In any case, I believe that laws enacting guardianship-style principles in the keeping of pets would be difficult to enforce and hard on the poor. Though, as a veterinarian, I’d probably make a lot more money, I’m not sure I’m philosophically able to bear the societal consequences of a world where pets belong exclusively to the affluent.
For some reason, this is what I always think about when people talk guardianship vs. ownership. I’m sure there are a lot of positives to guardianship laws, but I always worry about the messiness this brave new world might bring.
That’s why I’ll argue that what we really need are stronger humane treatment laws where dogs and cats are no longer subject to shoddy or no care –– especially when they deserve to be euthanized if care can’t be provided for financial reasons. (Here, I refer to the extreme cases where dogs are chained to trees or can no longer move and yet they lay at home on a back porch in their own filth. Anyone who works in humane services or rescue knows how it happens.)
Ultimately, we need higher standards of care for their own sake, not by virtue of widespread laws that force the responsible among us to seek them out… or else.
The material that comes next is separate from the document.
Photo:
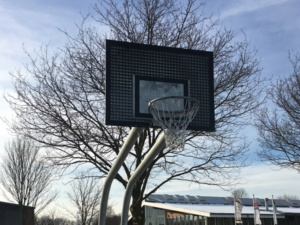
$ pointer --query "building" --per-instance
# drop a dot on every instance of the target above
(10, 214)
(204, 210)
Education, expansion of humane animal services and more uniform standards for basic veterinary care would be my preferred tools. Barring that, seeking out the worst offenders and punishing them harshly and publicly would be the next best thing.
Perhaps guardianship laws would never reach so far as to challenge our entire system of veterinary care, but, as a veterinarian, I can’t help thinking in terms of the worst-case scenario. How does your perspective inform you?